Но Зоя, потеряв надежду, всё равно не опускала руки.

— Сойка? Ты чего здесь?

Она вздрогнула и стремительно вскинула голову.

Увидеться в эти шесть дней с Богданом не получалось; она ведь изображала примерную дочь, не раздражающую маму, и Орловский ограничивался личными сообщениями и несколькими звонками. У него сессия шла полным ходом, само собой, далеко не все проблемы могла решить Лебедова, да и захотела бы разве? Может, её вообще попросили посодействовать вылету Богдана из университета, мало ли, подумалось Зое, на что способна мама…

К тому же, Богдан вроде говорил, что у него какой-то срочный проект?

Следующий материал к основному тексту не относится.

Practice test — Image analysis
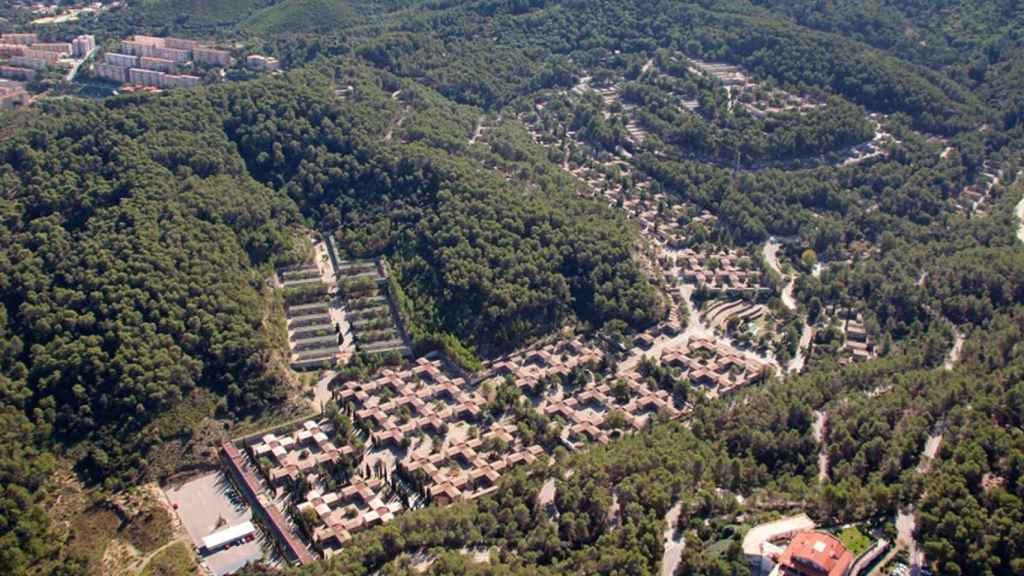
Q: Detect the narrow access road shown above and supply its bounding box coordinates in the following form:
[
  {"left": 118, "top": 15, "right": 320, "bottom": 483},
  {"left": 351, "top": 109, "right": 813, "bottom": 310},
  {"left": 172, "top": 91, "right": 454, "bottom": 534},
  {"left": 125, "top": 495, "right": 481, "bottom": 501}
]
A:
[
  {"left": 761, "top": 238, "right": 797, "bottom": 310},
  {"left": 660, "top": 502, "right": 686, "bottom": 576},
  {"left": 942, "top": 328, "right": 964, "bottom": 370},
  {"left": 469, "top": 115, "right": 485, "bottom": 145},
  {"left": 812, "top": 410, "right": 828, "bottom": 482},
  {"left": 785, "top": 319, "right": 814, "bottom": 374},
  {"left": 1015, "top": 193, "right": 1024, "bottom": 242}
]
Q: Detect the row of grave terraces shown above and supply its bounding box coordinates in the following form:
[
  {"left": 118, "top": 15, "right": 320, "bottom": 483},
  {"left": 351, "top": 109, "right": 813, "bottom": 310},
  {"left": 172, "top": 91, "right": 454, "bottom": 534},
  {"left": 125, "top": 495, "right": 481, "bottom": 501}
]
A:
[
  {"left": 808, "top": 306, "right": 878, "bottom": 365},
  {"left": 336, "top": 260, "right": 412, "bottom": 356},
  {"left": 278, "top": 263, "right": 340, "bottom": 370}
]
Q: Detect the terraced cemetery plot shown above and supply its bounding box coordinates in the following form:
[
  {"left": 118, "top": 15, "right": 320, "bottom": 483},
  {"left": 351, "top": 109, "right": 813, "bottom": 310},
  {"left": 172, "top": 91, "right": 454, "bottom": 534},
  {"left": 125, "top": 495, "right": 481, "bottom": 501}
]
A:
[
  {"left": 278, "top": 264, "right": 340, "bottom": 370},
  {"left": 338, "top": 260, "right": 411, "bottom": 356}
]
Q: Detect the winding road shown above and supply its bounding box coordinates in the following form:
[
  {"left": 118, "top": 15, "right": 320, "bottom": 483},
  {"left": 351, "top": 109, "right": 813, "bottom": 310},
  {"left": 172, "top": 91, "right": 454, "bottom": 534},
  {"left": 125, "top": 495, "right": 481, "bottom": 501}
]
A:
[
  {"left": 659, "top": 501, "right": 686, "bottom": 576},
  {"left": 813, "top": 410, "right": 828, "bottom": 483},
  {"left": 1014, "top": 193, "right": 1024, "bottom": 242},
  {"left": 761, "top": 238, "right": 797, "bottom": 310}
]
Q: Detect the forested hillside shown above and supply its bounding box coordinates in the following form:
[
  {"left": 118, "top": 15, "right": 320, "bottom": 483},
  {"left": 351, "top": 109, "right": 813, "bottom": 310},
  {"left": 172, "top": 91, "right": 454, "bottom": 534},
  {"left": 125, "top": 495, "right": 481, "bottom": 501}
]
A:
[
  {"left": 0, "top": 63, "right": 660, "bottom": 573},
  {"left": 6, "top": 0, "right": 1024, "bottom": 576}
]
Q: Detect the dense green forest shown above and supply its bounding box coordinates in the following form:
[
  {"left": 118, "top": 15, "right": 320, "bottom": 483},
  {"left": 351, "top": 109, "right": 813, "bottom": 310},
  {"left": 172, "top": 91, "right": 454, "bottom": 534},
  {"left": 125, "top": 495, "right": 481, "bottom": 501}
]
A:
[
  {"left": 0, "top": 63, "right": 663, "bottom": 573},
  {"left": 0, "top": 0, "right": 1024, "bottom": 576}
]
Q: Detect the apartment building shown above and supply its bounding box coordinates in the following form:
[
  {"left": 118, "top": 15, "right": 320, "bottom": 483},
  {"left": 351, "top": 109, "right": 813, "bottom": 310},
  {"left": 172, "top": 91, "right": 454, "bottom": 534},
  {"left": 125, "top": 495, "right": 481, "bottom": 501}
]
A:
[
  {"left": 31, "top": 42, "right": 72, "bottom": 54},
  {"left": 95, "top": 63, "right": 128, "bottom": 83},
  {"left": 0, "top": 80, "right": 29, "bottom": 110},
  {"left": 135, "top": 56, "right": 178, "bottom": 74},
  {"left": 0, "top": 65, "right": 36, "bottom": 82},
  {"left": 193, "top": 46, "right": 231, "bottom": 68},
  {"left": 128, "top": 68, "right": 166, "bottom": 88},
  {"left": 0, "top": 44, "right": 25, "bottom": 58},
  {"left": 71, "top": 34, "right": 96, "bottom": 58},
  {"left": 121, "top": 40, "right": 191, "bottom": 63},
  {"left": 246, "top": 54, "right": 281, "bottom": 72},
  {"left": 8, "top": 55, "right": 50, "bottom": 70},
  {"left": 103, "top": 52, "right": 139, "bottom": 68},
  {"left": 0, "top": 34, "right": 39, "bottom": 46}
]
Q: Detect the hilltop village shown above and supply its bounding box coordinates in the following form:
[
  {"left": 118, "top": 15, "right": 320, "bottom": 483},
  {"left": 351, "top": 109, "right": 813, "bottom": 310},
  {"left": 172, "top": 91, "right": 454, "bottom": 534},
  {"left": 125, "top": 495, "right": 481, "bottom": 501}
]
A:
[{"left": 0, "top": 0, "right": 1024, "bottom": 576}]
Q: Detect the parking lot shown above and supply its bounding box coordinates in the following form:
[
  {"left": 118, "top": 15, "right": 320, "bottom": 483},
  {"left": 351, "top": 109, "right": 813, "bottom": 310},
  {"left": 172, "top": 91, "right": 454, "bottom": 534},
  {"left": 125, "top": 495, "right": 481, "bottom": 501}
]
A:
[{"left": 164, "top": 471, "right": 269, "bottom": 576}]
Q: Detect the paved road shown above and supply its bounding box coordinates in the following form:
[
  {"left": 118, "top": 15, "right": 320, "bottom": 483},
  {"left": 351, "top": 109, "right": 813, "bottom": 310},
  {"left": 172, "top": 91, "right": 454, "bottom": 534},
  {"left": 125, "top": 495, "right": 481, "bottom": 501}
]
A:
[
  {"left": 743, "top": 513, "right": 815, "bottom": 556},
  {"left": 942, "top": 328, "right": 964, "bottom": 370},
  {"left": 785, "top": 319, "right": 814, "bottom": 374},
  {"left": 761, "top": 238, "right": 797, "bottom": 310},
  {"left": 1014, "top": 193, "right": 1024, "bottom": 242},
  {"left": 813, "top": 410, "right": 828, "bottom": 482},
  {"left": 65, "top": 48, "right": 99, "bottom": 82},
  {"left": 660, "top": 501, "right": 686, "bottom": 576}
]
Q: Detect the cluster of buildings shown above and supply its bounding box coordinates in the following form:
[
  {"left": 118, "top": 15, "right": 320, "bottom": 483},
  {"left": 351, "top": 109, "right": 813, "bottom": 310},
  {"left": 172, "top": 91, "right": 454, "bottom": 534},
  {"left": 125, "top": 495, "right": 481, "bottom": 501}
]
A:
[
  {"left": 297, "top": 477, "right": 401, "bottom": 558},
  {"left": 839, "top": 310, "right": 876, "bottom": 362},
  {"left": 660, "top": 338, "right": 767, "bottom": 396},
  {"left": 687, "top": 58, "right": 821, "bottom": 118},
  {"left": 0, "top": 33, "right": 96, "bottom": 82},
  {"left": 675, "top": 249, "right": 771, "bottom": 299},
  {"left": 95, "top": 35, "right": 217, "bottom": 88},
  {"left": 249, "top": 420, "right": 354, "bottom": 488},
  {"left": 95, "top": 35, "right": 280, "bottom": 88}
]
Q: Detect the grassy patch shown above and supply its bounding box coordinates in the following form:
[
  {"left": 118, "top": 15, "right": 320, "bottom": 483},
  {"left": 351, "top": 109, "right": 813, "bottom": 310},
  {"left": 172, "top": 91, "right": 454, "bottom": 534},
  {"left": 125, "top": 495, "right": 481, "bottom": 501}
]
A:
[
  {"left": 123, "top": 505, "right": 173, "bottom": 554},
  {"left": 839, "top": 526, "right": 871, "bottom": 558},
  {"left": 68, "top": 503, "right": 121, "bottom": 574},
  {"left": 142, "top": 542, "right": 197, "bottom": 576}
]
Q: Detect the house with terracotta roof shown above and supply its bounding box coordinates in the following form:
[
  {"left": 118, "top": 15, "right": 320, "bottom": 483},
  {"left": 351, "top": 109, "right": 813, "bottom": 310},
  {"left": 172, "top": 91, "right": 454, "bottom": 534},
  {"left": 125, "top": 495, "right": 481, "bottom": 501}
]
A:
[{"left": 770, "top": 532, "right": 854, "bottom": 576}]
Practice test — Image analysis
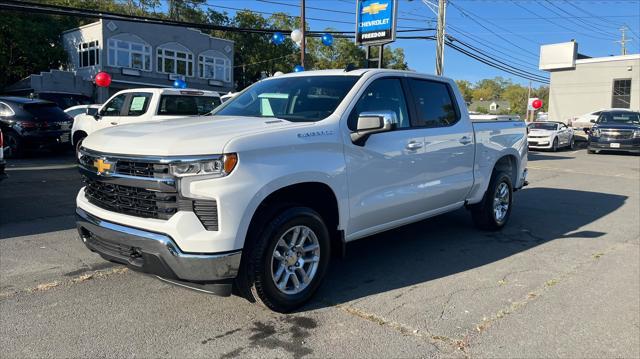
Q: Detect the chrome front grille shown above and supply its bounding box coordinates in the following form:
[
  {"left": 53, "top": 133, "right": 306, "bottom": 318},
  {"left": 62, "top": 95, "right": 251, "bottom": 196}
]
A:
[
  {"left": 600, "top": 130, "right": 633, "bottom": 140},
  {"left": 83, "top": 176, "right": 179, "bottom": 219}
]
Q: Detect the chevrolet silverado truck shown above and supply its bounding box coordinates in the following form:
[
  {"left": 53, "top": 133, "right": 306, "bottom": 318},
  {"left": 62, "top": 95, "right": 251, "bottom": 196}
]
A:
[{"left": 77, "top": 69, "right": 527, "bottom": 312}]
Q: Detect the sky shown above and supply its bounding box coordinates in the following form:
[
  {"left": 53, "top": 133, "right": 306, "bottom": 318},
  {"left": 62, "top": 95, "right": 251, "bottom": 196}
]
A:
[{"left": 170, "top": 0, "right": 640, "bottom": 87}]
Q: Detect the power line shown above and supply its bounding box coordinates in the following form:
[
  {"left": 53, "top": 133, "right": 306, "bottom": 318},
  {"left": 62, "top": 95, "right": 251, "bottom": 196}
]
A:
[{"left": 449, "top": 1, "right": 540, "bottom": 57}]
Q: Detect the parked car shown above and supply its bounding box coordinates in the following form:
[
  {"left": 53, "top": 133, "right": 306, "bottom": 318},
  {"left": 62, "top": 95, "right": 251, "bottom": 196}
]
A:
[
  {"left": 71, "top": 88, "right": 222, "bottom": 154},
  {"left": 76, "top": 69, "right": 527, "bottom": 312},
  {"left": 571, "top": 108, "right": 629, "bottom": 135},
  {"left": 0, "top": 130, "right": 7, "bottom": 181},
  {"left": 588, "top": 110, "right": 640, "bottom": 153},
  {"left": 527, "top": 121, "right": 576, "bottom": 152},
  {"left": 64, "top": 105, "right": 102, "bottom": 119},
  {"left": 0, "top": 97, "right": 73, "bottom": 158}
]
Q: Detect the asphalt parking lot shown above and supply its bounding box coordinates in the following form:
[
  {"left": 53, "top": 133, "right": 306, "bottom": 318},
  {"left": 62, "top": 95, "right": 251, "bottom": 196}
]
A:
[{"left": 0, "top": 149, "right": 640, "bottom": 358}]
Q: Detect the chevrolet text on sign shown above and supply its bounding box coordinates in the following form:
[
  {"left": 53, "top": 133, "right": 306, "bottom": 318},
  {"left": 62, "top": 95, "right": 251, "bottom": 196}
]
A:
[{"left": 356, "top": 0, "right": 397, "bottom": 45}]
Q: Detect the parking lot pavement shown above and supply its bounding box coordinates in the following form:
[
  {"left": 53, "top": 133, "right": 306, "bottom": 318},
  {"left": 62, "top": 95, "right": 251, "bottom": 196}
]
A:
[{"left": 0, "top": 149, "right": 640, "bottom": 357}]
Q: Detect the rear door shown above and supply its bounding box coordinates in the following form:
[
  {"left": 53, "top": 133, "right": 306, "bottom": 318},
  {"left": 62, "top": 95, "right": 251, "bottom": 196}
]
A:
[{"left": 407, "top": 78, "right": 475, "bottom": 211}]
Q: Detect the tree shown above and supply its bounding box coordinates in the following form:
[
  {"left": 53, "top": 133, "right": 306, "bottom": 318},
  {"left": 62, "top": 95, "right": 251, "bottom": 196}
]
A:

— Пересиживаю бурю, — ответила Зоя, хотя за окном была не такая уж и плохая погода, привычная для этой зимы слякоть, и девушка опять вынужденно отказалась от любимого пальто в пользу надоевшего пуховика. Может быть, хоть к концу января приморозит?

— Бурю… — протянул Богдан, присаживаясь рядом. — Как сессия?

— Сдана была ещё месяц назад, — печально отозвалась Зоя. — Ты же в курсе.

— Да, — кивнул он. — Я в курсе. А Елена Леонидовна?

— Я пытаюсь быть вежливой, — Зоя устало опустила голову Богдану на плечо, чувствуя исходящее от него тепло и спокойствие и хватаясь за этот источник силы, как за свой последний шанс выжить в борьбе с матерью. — Не реагировать на провокации, не чувствовать её плохое настроение и превратиться в вежливую, но излишне отстранённую дочь. Она, кажется, наполовину осознала коварство моего плана, но всё ещё стремится доказать собственную правоту и вывести меня из себя на каждом шагу. Боюсь, я скоро сдамся.

Богдан обнял её чуть крепче.

— Вы бы поговорили. По-человечески.

— Не хочу, — неожиданно пассивно отозвалась Зоя. — Понимаешь? Даже по-человечески не хочу. Мне аж тошно оттого, что она, оказывается, распланировала мою жизнь от "А" до "Я" и теперь возмущается, что появились какие-то внеплановые обстоятельства. Да она, если б могла, в порошок бы тебя перетёрла, только бы под ногами не путался!

— Возможно, у неё есть на то свои определённые причины.

Зоя пожала плечами.

— Может быть. Только мне-то они неизвестны. Мама всегда меня ото всего оберегала, и плевать она хотела на то, нравится мне это или нет.

— Не сказать, что тебе так уж не повезло. По крайней мере, она искренне о тебе заботится. Даже если тебе самой такая забота не по душе, ты не можешь не согласиться — это лучше тотального родительского равнодушия, когда они узнают, что у тебя были проблемы, постфактум и случайно, а потом в очередной раз фыркают, мол, незначительные, и говорят: "ну ладно, прощаем, что ты тогда к нам не приехал".